15. Como o senhor interpretou os momentos anteriores à prisão de Lula?
Ele fez o máximo das circunstâncias. Ele transformou um crime comum em uma perseguição política. É um ponto importante da sociedade brasileira. Existem exageros, como prisão provisória por muito tempo. Tem exagero, mas que foi importante, foi. Simbolicamente, colocou gente importante e poderosa na cadeia. Não gosto de ver fulano que eu conheço na cadeia, mas é importante que a justiça seja feita também. Olha, até hoje vale o que o Montesquieu disse: “O que vale é peso e contrapeso”.
16. Muitos reclamam de que nenhum tucano foi preso.
Minha resposta é que não há nenhum tucano no poder.
17. Por que a narrativa de golpe funcionou lá fora?
É curioso, o procedimento foi igual ao do Collor. Mesma coisa.
18. Em que sentido?
Em relação ao rito. Há uma predisposição em alguns setores do mundo a achar... Porque o Lula fez coisas a favor da população.
19. E há o olhar das grandes potências para a “república das bananas” achando que...
Claro. Eu não tenho dúvidas disso. Na Europa, é o bom selvagem. Isso é da vida. É assim. E tem também o fato de que há um sentimento de injustiça, porque ela existe. A desigualdade no Brasil é muita, e isso tem de ser devidamente considerado na palavra e na ação. Qual é o jogo de poder?
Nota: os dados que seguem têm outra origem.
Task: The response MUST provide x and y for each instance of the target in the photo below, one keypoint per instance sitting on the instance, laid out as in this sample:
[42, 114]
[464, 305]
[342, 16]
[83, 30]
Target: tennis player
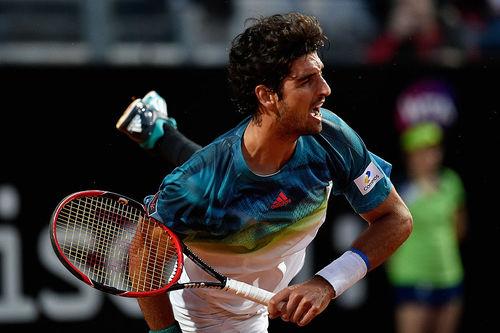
[251, 201]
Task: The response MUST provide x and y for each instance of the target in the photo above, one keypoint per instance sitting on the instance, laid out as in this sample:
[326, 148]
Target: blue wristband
[174, 328]
[362, 255]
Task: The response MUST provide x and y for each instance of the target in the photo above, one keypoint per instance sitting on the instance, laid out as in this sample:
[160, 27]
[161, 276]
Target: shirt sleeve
[361, 175]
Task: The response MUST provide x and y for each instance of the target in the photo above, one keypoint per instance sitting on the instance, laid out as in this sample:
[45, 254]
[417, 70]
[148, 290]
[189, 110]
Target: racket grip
[248, 291]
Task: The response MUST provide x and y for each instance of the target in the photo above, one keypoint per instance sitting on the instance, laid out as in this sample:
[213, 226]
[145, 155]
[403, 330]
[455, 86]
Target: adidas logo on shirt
[280, 201]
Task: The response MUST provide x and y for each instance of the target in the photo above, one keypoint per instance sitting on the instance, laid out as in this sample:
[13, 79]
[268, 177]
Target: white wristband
[344, 271]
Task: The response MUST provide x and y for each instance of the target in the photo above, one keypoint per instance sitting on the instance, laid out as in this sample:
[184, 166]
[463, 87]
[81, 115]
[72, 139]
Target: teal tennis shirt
[256, 228]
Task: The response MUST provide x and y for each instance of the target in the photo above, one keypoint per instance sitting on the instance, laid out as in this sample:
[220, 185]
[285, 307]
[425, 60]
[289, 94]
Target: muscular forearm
[157, 311]
[386, 232]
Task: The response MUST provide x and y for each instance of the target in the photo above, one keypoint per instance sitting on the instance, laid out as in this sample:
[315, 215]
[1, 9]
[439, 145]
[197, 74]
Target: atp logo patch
[368, 178]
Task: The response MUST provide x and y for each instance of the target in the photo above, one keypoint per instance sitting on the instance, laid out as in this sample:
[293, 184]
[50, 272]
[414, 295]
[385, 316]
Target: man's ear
[266, 96]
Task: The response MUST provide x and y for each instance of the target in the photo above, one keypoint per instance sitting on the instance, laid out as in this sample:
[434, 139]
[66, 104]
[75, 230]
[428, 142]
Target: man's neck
[265, 150]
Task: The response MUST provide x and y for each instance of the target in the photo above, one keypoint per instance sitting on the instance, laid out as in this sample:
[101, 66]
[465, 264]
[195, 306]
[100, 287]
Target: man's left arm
[389, 225]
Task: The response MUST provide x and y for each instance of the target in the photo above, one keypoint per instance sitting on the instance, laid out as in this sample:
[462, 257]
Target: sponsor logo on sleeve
[368, 178]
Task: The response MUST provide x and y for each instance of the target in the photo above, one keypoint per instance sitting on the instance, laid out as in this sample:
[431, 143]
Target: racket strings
[115, 244]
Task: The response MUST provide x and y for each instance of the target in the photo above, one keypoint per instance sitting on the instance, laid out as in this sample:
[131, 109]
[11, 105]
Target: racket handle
[248, 291]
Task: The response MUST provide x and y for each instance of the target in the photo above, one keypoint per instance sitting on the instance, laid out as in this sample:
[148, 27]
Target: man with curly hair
[251, 201]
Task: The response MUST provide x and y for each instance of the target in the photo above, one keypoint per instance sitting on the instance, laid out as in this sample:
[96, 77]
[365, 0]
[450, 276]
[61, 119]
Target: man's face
[304, 92]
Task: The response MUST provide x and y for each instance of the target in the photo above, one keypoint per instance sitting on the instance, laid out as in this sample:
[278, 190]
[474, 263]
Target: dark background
[58, 136]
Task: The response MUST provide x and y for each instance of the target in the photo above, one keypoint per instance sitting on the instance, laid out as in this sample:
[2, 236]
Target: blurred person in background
[427, 271]
[424, 31]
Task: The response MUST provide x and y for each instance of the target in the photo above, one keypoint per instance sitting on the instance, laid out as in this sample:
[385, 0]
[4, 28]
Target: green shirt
[430, 256]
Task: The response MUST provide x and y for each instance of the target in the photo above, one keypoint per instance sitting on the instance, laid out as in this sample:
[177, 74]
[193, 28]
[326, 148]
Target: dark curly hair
[264, 52]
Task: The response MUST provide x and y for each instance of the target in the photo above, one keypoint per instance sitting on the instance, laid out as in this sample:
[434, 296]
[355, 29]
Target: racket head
[108, 241]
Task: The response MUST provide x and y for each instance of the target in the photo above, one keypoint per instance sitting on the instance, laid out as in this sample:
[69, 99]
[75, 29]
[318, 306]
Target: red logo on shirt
[280, 201]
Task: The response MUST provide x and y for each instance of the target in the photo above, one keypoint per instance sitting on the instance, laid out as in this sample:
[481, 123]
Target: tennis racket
[109, 242]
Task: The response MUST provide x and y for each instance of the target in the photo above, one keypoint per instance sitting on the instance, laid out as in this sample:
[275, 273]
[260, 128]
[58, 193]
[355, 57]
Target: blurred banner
[58, 136]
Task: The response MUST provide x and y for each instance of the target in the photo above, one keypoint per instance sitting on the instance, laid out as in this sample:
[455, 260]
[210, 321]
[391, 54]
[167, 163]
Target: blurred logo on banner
[424, 101]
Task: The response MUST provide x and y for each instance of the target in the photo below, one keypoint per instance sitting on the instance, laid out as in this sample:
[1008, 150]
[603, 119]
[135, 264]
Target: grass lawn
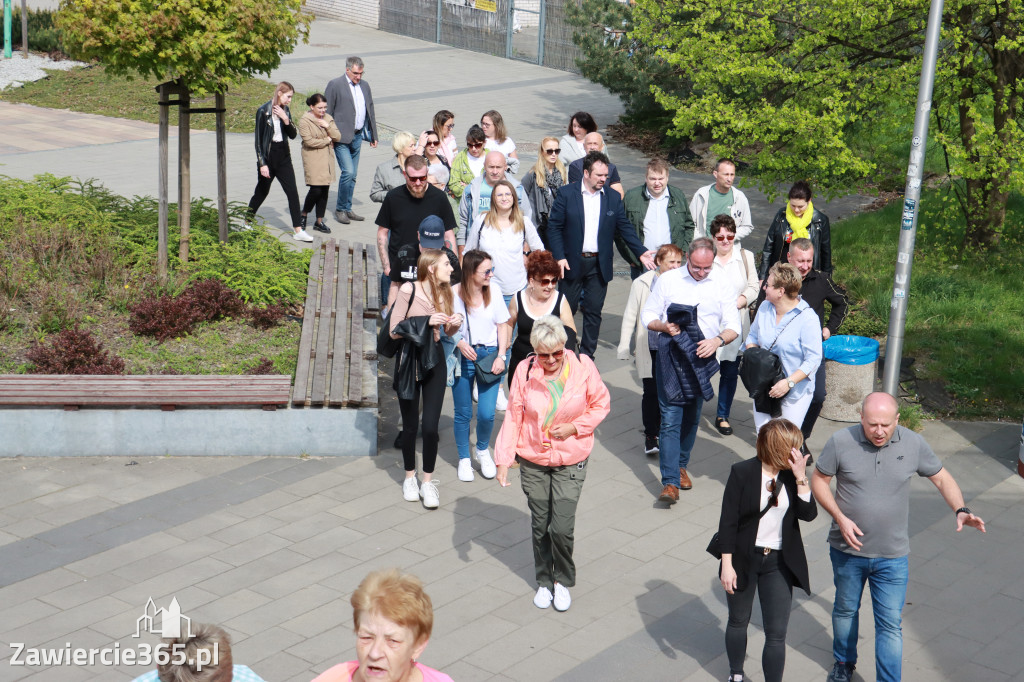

O que eu tentei fazer? Não sou neoliberal. Nunca fui. Se for olhar na realidade, o aumento de salário mínimo real dado em meu período e o do Lula foram a mesma coisa. Mesma porcentagem, 19%, 20%. A redistribuição de terra foi a mesma coisa ou mais. A política não roda em função de dados, roda em função de discurso. O discurso qual era? “Não está fazendo nada de cunho social, e sim econômico.” Eu quis criar o real e foram contra na época. Chamei todos, inclusive o Lula, para dizer que iria dar certo. Mas na época me tachavam de neoliberal, dizendo que só olho para o mercado, e o outro só olha para o social. Só servem aos poderosos, o que não é verdade. Agora, é o jogo político. Como você se contrapõe a isso? Tem de falar. O PSDB não defendia com energia. Tinha dúvidas sobre o que estava fazendo.